概述
Addition Chains ZOJ - 1937
An addition chain for n is an integer sequence <a0, a1,a2,…,am> with the following four properties:
a0 = 1
am = n
a0 < a1 < a2 < … < am-1 < am
For each k (1 <= k <= m) there exist two (not necessarily different) integers i and j (0 <= i, j <= k-1) with ak = ai + aj
You are given an integer n. Your job is to construct an addition chain for n with minimal length. If there is more than one such sequence, any one is acceptable.

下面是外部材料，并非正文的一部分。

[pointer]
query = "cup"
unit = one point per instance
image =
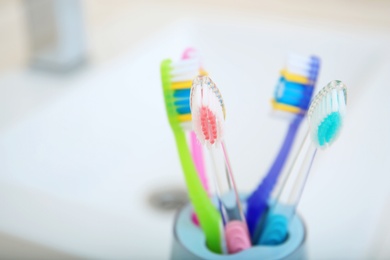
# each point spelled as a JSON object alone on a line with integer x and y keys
{"x": 190, "y": 243}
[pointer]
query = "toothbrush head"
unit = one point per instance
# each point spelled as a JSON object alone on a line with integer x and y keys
{"x": 208, "y": 111}
{"x": 296, "y": 85}
{"x": 176, "y": 80}
{"x": 326, "y": 113}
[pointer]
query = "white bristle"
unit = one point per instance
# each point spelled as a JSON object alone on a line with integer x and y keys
{"x": 204, "y": 93}
{"x": 299, "y": 59}
{"x": 342, "y": 101}
{"x": 297, "y": 70}
{"x": 305, "y": 66}
{"x": 332, "y": 98}
{"x": 335, "y": 101}
{"x": 185, "y": 70}
{"x": 186, "y": 63}
{"x": 187, "y": 126}
{"x": 186, "y": 77}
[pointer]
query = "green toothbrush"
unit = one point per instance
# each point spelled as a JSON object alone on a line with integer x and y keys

For example, <1, 2, 3, 5> and <1, 2, 4, 5> are both valid solutions when you are asked for an addition chain for 5.
Input
The input will contain one or more test cases. Each test case consists of one line containing one integer n (1 <= n <= 100). Input is terminated by a value of zero (0) for n.
Output
For each test case, print one line containing the required integer sequence. Separate the numbers by one blank.
Sample Input
5
7
12
15
77
0
Sample Output
1 2 4 5
1 2 4 6 7
1 2 4 8 12
1 2 4 5 10 15
1 2 4 8 9 17 34 68 77
题意:n的加法链是一个整数序列<a0,a1,a2,…,am>,具有以下四个属性:
a0=1
am=n
a0<a1<a2<a2…<am-1<am
对于每个k(1<=k<=m),存在两个(不一定不同的)整数i和j(0<=i,j<=k-1),其中ak=ai+aj
我们给你一个整数n,你的任务是为n构造一个最小长度的加法链。如果有多个这样的序列,任何一个都可以接受。
思路:这个数列增长最快的话是可以到指数级别的,而n只有100.所以我们考虑一下迭代加深。还有我们可以从大到小枚举前面的数,可以更快的达到N。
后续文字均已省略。